薄っすらと閉じた瞳も、白い額も、生え際さえ俺を欲しているようで、
「今日は、言ったらなんでもしてくれるのか?」
それには答えずに、
ただ、ん……ん……と、
リズミカルに俺を出したり入れたり、
ん、ん、と……、
俺、を……
ああ、これはヤバい。
「いきそ」
「う……ん」
少しテンポがあがった。
「……っ」
俺はあいつの口の中に精を放ち、あいつはそれを…… 全部、飲んだ。
ゴクリと喉を鳴らして。
零れた精液まで掬いとるように舐めて。
その匂いや味のせいだろうか、フェラのあとのキスもあいつのペースで、じわじわと浸食されているみたいだった。

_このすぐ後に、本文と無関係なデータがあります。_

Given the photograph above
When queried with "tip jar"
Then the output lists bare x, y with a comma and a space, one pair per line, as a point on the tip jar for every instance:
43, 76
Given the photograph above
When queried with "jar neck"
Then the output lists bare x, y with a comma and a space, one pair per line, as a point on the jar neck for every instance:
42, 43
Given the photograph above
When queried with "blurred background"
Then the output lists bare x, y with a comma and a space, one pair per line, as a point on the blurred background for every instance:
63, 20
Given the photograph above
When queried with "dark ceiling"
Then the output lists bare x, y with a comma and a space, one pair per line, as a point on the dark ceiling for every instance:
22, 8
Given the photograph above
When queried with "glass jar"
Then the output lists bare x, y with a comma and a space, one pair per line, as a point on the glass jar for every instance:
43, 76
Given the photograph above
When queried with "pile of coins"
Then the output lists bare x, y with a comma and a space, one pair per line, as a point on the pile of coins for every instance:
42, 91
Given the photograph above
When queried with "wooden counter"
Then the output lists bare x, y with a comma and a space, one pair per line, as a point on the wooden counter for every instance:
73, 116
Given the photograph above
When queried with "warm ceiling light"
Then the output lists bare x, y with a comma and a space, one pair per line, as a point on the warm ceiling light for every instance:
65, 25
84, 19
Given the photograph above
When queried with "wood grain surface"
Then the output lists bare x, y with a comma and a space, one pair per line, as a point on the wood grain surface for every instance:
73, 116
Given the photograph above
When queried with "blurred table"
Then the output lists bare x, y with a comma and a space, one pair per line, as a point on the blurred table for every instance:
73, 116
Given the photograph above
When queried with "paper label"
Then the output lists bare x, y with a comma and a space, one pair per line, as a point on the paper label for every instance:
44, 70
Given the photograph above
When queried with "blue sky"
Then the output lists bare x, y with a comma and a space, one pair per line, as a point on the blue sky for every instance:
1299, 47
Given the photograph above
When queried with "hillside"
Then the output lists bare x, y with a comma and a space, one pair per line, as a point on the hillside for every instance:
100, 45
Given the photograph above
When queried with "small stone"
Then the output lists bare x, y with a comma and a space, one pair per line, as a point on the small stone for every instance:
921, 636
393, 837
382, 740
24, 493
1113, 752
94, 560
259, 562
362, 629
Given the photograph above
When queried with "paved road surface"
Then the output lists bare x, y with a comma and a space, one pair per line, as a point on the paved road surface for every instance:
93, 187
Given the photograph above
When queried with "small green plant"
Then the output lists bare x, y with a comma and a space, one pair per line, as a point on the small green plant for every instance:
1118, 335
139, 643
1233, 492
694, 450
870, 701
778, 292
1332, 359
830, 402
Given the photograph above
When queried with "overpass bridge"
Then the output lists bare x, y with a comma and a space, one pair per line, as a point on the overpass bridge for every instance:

着ているものを全て剥ぎ取ると、今度は斜め上から肩を押された。
「乗るのか?」
「ん」
「珍しいな」
「……ん」
俺、さっきから「ん」しか聞いてないな。
キスの余韻を引きずったまま、あいつはナイトテーブルからボトルを取り出し、ポン、とキャップを開けた。
「俺が……」
「たぶん」
……たぶん?
出したばかりだというのに、俺のペニスは挿入には充分な硬さになっていた。
あいつは自分の手にローションを垂らし、その手をゆっくり後ろに回した。
「自分でする気か?」
あいつはもう一度「たぶん」と言って、入り口に俺のペニスの先を当てた。
ハアと深く息を吐き、それから座るように腰を落とし始める。
感じるスポットを自分の動きで探り当て、
揺らしたり、回したり、ゆっくり、少しずつ……
俺を半分くらい飲み込むと、もう一度息を吐き、
あとは……一気に。
「痛くないのか?」
あいつの顔に朱がさす、と同時に、キュッとアソコもしまった。
「だって……」
……あ、少し緩んだ。
「してたのか?」
俺の言葉にあいつはこくりと頷き「日向さん、遅かったから」と言った。
職業柄あちこち移動するし、すれ違いは多かった。
だから、自分がそうするように俺が留守の時はあいつもしているだろうとは思っていた。
ただ、こいつは指ぐらい使うだろう、と。
俺がこいつをそういう身体にしたのだから、と。
「会えない時は、どうしようもない」
「…………」
「続けて」
「…………」
「したいようにしていい。待たせた俺が悪い」
「なんか……」
「どうした?」
「あらたまって言われると……恥ずかしい」
こういうヤツなんだよ。
結局、最後は俺の好きにさせてくれるんだ。
「日向さんがしてくれることは、全部嬉しいから……」
この身体は俺を拒んだりしない。
この瞳は俺を裏切ったりしない。
「日向さん、…ゅうがさっ、…ひゅうが、さん……」
この唇は俺の名を呼ぶためにある。
だから、昨日より今日、今日より明日。
俺の愛はどこまで膨らんでいくのだろう。
十九でイタリアに渡り、五年間セリエでプレイした。
その後帰国し、俺は『恋』をした。
あれからずっと俺は恋をしている。 『恋』をしている――――。